Accordingly Borax O'Rourke descended, via the stage line, on San Pasqual. He heralded his arrival and his intentions by inviting San Pasqual to drink with him, and after visiting each of its many saloons and spending impartially the while, he decided, along toward dusk, that he had partaken of sufficient squirrel whisky to give him an appetite for his dinner, and forthwith shaped his somewhat faltering course for the eating-house.
Here he discovered that Donna Corblay was no longer employed at the cashier's counter—which disappointed him. He ate his dinner in silence, and upon his return to the Silver Dollar saloon he was informed, with many a low jest and rude guffaw, the reason for his disappointment. Whereat he laughed himself.
Now, Borax O'Rourke, while a low, vulgar, border ruffian, had what even the lowest of his kind generally appear to possess: a lingering sense of respect for a good woman. Until the night of the attack upon her by the hoboes in the railroad yard, he had never dared to presume to the extent of speaking to Donna Corblay, even when paying for his meals, although the democracy of San Pasqual would not have construed speech at such a time as a breach of convention. For there were no angels in San Pasqual; the town was merely sunk in a moral lethargy, and the line of demarcation in matters of rectitude was drawn between those who stole and had killed their man, and those who had not. All the lesser sins were looked upon tolerantly as indigenous to the soil, and as Borax O'Rourke had never been accused of theft and had never killed his man (he had been in two arguments, however, and had winged his man both times, the winger and the wingee subsequently shaking hands and declaring a truce), he was not considered beyond the pale. Had he spoken to Donna she readily would have comprehended that he merely desired to be neighborly; she would have inquired the latest news from the borax works at Keeler and doubtless would have sold him a hat.

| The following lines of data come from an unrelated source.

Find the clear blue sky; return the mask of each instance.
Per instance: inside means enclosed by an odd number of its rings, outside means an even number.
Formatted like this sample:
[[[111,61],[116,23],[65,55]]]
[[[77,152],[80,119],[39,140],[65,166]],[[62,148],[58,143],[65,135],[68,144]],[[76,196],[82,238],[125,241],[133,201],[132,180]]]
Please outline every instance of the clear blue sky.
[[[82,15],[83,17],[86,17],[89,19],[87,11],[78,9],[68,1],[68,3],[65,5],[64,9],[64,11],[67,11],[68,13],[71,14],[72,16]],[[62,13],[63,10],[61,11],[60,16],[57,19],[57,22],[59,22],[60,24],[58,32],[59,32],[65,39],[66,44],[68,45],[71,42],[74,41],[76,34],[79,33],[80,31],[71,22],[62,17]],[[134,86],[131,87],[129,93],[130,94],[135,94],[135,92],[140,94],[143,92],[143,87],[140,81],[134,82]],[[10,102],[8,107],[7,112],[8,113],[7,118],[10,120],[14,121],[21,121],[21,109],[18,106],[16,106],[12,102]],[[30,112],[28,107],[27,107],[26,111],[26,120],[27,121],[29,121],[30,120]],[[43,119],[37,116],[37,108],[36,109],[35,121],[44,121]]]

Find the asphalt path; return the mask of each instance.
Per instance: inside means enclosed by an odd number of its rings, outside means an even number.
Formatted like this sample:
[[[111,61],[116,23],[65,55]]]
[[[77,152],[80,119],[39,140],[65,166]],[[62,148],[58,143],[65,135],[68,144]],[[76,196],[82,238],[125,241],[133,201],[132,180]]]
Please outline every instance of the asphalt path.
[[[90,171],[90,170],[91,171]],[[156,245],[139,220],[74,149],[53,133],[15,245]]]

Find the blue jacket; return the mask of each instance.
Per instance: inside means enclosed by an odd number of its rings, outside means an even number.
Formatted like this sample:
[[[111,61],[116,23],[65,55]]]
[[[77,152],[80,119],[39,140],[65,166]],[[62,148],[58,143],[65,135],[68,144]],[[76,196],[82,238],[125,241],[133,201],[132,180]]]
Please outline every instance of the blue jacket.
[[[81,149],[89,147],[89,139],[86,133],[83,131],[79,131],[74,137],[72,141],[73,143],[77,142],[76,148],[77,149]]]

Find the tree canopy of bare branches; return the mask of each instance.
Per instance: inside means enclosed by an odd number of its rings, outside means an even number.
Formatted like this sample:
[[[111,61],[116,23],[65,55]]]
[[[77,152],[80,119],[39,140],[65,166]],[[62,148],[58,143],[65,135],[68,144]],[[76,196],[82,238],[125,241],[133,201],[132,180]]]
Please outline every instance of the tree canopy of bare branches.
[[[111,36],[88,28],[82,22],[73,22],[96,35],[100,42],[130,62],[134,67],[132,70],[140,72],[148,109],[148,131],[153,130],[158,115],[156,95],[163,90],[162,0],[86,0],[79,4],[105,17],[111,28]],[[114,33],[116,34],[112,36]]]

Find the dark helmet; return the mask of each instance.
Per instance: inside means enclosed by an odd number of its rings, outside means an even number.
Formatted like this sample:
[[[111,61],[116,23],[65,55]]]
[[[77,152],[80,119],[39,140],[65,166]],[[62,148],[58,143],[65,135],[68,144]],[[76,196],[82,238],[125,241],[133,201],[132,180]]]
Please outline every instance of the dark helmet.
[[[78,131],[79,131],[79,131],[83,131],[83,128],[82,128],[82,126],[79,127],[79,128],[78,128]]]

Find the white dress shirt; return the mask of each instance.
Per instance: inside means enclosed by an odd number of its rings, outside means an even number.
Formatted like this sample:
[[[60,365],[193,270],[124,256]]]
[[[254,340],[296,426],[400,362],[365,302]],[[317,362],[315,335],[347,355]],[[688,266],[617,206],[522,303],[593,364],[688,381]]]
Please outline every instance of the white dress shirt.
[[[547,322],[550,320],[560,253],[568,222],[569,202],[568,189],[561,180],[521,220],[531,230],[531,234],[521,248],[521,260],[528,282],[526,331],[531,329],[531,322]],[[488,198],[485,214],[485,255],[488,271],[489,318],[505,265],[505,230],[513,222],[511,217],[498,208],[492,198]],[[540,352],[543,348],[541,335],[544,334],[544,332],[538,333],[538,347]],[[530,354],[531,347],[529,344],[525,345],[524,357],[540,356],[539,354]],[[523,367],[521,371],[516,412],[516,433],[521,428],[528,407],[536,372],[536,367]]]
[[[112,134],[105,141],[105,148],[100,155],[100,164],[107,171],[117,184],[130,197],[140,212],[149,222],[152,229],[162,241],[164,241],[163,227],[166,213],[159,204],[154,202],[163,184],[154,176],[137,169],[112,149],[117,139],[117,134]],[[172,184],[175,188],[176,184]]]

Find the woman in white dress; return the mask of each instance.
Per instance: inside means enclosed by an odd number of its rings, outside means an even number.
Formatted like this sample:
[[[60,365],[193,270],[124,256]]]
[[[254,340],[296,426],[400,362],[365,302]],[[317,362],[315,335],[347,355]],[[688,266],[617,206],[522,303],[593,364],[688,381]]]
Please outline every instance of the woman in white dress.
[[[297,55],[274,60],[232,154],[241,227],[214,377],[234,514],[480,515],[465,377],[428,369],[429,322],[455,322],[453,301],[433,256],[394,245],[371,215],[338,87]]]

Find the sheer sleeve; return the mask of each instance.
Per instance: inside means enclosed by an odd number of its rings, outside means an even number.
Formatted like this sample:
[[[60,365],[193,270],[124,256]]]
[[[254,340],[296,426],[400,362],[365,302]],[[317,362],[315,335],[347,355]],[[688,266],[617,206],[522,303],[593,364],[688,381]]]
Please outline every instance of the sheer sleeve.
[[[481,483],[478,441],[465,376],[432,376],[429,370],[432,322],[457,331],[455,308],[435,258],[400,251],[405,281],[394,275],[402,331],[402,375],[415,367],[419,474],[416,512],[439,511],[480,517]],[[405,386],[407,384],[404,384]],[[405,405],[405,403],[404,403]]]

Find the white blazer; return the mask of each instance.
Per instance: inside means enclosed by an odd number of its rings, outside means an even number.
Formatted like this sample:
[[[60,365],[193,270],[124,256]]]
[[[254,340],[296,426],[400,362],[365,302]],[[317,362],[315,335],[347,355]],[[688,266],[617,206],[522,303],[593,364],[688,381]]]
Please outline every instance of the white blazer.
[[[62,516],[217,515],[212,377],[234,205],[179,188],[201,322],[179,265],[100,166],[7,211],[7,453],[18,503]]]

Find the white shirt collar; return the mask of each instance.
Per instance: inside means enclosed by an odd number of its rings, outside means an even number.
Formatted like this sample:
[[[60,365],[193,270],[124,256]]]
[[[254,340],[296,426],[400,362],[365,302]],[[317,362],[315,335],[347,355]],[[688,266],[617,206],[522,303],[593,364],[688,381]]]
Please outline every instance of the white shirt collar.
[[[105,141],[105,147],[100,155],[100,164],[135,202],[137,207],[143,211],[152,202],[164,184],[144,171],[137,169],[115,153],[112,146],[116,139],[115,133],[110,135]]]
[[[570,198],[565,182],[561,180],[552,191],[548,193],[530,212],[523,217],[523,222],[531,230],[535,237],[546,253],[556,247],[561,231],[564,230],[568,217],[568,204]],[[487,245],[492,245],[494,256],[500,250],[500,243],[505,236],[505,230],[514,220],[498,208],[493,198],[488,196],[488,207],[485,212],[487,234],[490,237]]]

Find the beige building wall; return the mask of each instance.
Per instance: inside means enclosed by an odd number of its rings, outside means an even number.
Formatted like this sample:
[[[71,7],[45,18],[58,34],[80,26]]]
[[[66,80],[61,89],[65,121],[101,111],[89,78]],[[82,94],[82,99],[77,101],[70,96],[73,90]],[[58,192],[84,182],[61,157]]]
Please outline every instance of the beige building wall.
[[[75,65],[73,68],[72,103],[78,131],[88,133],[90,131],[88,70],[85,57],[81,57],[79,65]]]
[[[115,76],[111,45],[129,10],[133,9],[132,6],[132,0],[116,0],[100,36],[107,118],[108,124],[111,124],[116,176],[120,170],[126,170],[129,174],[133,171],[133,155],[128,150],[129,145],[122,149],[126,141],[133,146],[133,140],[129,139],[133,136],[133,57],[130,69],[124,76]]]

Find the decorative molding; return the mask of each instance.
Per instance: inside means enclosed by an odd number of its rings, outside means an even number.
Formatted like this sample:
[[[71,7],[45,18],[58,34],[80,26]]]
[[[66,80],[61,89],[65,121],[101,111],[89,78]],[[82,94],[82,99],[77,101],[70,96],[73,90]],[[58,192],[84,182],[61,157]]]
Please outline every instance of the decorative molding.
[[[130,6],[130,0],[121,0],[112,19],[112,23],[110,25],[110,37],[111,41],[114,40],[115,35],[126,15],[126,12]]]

Nevertheless, for a long time, Borax O'Rourke had nursed a secret passion for the eating-house cashier, a passion, that never could have been dignified by the term “love” (Borax was not equal to that) but rather an animal-like desire for possession. There was considerable of the abysmal brute in Borax. He would have been voted quite a Lochinvar in the days when men procured their wives by right of discovery and the ability to retain possession, and had he dared, he would have made love to Donna in his bearlike way. Hence, as in the case of all pure women in frontier towns, where rough men foregather, Donna's easily discernible purity had been her most salient protection, and beyond such bulwarks Borax O'Rourke had never dared to venture.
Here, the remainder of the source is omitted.